I have a pretty large dataset dataset(2 milliom records), which consists of 2 columns:
- Text(up to 3-4 words, usually short)
- Labels for prediction(up to 3-4 words as well)
What I want to do is to apply pretrained Roberta model for zero-shot classification. Here is the way I did it:
#convert pandas to dataset:
dataset = Dataset.from_pandas(data)
#loading model:
model = AutoModelForSequenceClassification.from_pretrained('joeddav/xlm-roberta-large-xnli')
tokenizer = AutoTokenizer.from_pretrained('joeddav/xlm-roberta-large-xnli')
classifier = pipeline("zero-shot-classification", model= model,tokenizer = tokenizer ,framework = 'pt')
hypothesis_template = "Im Text geht es um {}"
#define prediction function and apply it to the dataset
def prediction(record,classifier):
hypothesis_template = "Im Text geht es um {}"
output = classifier(record['text'],record['label'],hypothesis_template=hypothesis_template)
record['prediction'] = output['labels'][0]
record['scores'] = output['scores'][0]
return record
dataset.map(lambda x: prediction(x,classifier=classifier))

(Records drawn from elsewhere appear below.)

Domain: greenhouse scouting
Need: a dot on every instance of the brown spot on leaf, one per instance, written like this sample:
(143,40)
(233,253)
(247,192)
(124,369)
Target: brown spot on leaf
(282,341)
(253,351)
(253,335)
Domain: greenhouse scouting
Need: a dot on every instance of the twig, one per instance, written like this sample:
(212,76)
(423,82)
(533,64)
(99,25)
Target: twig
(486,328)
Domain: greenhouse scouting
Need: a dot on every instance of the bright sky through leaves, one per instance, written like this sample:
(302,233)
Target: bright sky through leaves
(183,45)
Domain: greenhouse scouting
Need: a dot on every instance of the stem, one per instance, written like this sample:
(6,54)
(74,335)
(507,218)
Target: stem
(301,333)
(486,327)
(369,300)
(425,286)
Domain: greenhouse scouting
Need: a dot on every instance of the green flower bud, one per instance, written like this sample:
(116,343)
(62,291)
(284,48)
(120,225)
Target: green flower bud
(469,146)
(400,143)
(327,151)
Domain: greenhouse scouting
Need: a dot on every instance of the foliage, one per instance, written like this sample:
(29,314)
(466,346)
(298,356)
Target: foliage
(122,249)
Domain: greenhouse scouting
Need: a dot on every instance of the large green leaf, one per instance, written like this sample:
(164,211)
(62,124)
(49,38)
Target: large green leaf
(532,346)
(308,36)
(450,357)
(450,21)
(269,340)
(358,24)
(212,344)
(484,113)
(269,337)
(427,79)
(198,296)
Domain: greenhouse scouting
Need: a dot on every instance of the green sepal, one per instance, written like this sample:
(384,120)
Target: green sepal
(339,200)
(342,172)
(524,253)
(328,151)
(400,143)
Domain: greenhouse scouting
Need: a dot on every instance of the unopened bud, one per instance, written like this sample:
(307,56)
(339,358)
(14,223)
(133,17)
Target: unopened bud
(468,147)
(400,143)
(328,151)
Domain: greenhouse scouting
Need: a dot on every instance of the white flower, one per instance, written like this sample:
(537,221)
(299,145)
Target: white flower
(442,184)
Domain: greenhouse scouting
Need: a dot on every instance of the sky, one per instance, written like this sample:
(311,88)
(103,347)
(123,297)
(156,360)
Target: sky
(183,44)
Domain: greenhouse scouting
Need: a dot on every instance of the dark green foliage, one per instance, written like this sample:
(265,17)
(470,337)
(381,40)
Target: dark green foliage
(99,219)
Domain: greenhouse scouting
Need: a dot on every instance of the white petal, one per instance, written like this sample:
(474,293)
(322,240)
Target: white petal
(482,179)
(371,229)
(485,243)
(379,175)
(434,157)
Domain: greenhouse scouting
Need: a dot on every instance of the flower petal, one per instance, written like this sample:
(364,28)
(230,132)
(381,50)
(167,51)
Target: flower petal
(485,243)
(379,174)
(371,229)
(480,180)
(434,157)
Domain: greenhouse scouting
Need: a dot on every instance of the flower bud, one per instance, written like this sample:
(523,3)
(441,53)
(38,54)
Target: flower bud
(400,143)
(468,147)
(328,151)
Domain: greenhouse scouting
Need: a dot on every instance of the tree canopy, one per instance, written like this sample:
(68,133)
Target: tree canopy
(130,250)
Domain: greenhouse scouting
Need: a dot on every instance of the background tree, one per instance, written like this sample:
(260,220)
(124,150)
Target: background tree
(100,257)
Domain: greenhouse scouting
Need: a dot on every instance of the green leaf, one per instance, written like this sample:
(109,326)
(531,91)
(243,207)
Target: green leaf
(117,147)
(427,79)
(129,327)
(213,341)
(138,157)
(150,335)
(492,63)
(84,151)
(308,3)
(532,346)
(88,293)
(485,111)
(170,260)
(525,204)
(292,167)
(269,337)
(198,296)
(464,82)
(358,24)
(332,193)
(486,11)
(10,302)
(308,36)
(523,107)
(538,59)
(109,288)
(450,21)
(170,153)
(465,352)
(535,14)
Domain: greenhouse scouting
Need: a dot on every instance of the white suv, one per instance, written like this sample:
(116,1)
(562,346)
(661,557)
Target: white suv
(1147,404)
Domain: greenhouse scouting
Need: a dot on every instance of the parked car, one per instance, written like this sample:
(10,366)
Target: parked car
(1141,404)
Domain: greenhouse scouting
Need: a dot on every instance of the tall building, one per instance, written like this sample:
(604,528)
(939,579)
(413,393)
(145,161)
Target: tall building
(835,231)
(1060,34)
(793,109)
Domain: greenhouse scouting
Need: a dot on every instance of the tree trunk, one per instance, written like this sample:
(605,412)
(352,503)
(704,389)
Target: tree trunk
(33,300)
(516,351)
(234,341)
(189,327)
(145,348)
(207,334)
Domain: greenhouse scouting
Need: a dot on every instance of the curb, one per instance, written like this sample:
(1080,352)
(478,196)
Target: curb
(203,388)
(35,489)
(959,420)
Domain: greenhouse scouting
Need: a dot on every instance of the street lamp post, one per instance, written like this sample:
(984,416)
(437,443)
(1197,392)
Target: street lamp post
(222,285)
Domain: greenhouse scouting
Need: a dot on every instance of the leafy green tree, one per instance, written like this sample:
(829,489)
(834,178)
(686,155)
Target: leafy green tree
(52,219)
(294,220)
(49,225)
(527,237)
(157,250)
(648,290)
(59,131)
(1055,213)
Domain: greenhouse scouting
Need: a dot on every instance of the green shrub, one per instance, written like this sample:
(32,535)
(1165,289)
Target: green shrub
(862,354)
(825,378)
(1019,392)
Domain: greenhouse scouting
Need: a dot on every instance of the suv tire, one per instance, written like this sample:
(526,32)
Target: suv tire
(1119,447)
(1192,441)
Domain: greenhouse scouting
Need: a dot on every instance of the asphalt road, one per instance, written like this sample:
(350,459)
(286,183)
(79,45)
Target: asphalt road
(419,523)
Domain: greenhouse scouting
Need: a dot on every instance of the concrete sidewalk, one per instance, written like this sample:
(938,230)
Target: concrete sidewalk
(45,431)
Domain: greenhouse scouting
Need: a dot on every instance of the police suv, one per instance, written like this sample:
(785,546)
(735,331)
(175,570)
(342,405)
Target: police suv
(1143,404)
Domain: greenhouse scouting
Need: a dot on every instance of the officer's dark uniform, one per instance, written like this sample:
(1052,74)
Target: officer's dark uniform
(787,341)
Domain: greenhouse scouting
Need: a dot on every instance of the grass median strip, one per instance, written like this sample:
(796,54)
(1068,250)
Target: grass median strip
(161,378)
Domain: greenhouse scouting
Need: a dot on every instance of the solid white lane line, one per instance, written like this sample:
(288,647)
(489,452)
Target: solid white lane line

But I am not sure if it’s the most efficient way for inference(unfortunately it process approximately 2-3 records per second, which is too slow). Official page (Pipelines) says, that I should avoid batching if I am using CPU. But still my questions are :
- Is pipeline wrapper pipeline fast enough or should stick to ‘lower level’(for example: native Pytorch)?
- Is inference though
.map
considered a good practice? If not, what should be used instead? - Having relative short text(maximum 5-6 words) should batching be used instead of one record at a time?